Lots of movies have a battle of wits between a physically powerful enemy and a more clever victim -- but what happens when the enemy has multiple personalities?  This is the set-up for Split, the latest movie from M. Night Shyamalan.

Few movies have ever given so little time to setting up the movie.  Teenager Casey (Anya Taylor-Joy) is at a party with fellow teens Claire (Haley Lu Richardson) and Marcia (Jessica Sula), who think Casey is weird and an outsider.  When they're getting ready to drive home, they're gassed and kidnapped by Kevin (James McAvoy).
The teens wake up, captives in some sort of underground building.  It turns out that Kevin has 23 personalities, ranging from the childing Hedwig, to the prim-and-proper Patricia, and the cleanliness-obsessed Dennis.  Kevin and his multiple selves let the girls know that they're being kept in anticipation of the emergence of a 24th personality, known as "the Beast."  Casey wants to turn the personalities against each other, while the other two teens want to overpower Kevin.  There are also meetings between Kevin and Karen Fletcher (Betty Buckley), Kevin's psychiatrist who thinks his personalities are a form of evolution; and flashbacks to when Casey was a little girl, hunting deer with her father and uncle.

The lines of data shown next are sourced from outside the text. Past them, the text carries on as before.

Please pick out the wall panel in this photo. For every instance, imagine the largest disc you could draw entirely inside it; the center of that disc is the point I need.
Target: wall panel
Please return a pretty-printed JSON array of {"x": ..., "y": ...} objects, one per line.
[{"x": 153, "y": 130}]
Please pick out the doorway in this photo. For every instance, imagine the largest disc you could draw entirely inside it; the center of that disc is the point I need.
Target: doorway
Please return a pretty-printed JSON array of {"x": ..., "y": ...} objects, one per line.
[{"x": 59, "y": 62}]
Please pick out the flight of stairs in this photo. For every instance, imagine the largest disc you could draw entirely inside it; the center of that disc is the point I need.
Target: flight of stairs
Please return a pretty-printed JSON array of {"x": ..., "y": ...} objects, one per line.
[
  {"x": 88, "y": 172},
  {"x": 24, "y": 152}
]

Split works, to a point.  James McAvoy is quite good as the multi-faceted Kevin, making us not only believe in the multiple personalities but even that they can converse with each other and remain quite distinct from each other.  However, Anya Taylor-Joy spends almost the whole movie as a blank, emotionless character, making her a less-than-engaging protagonist.  The ending isn't wholly satisfying, and the Shyamalan "twist" is just that this movie is in the same cinematic universe as at least one of his other movies.  Split is uneven.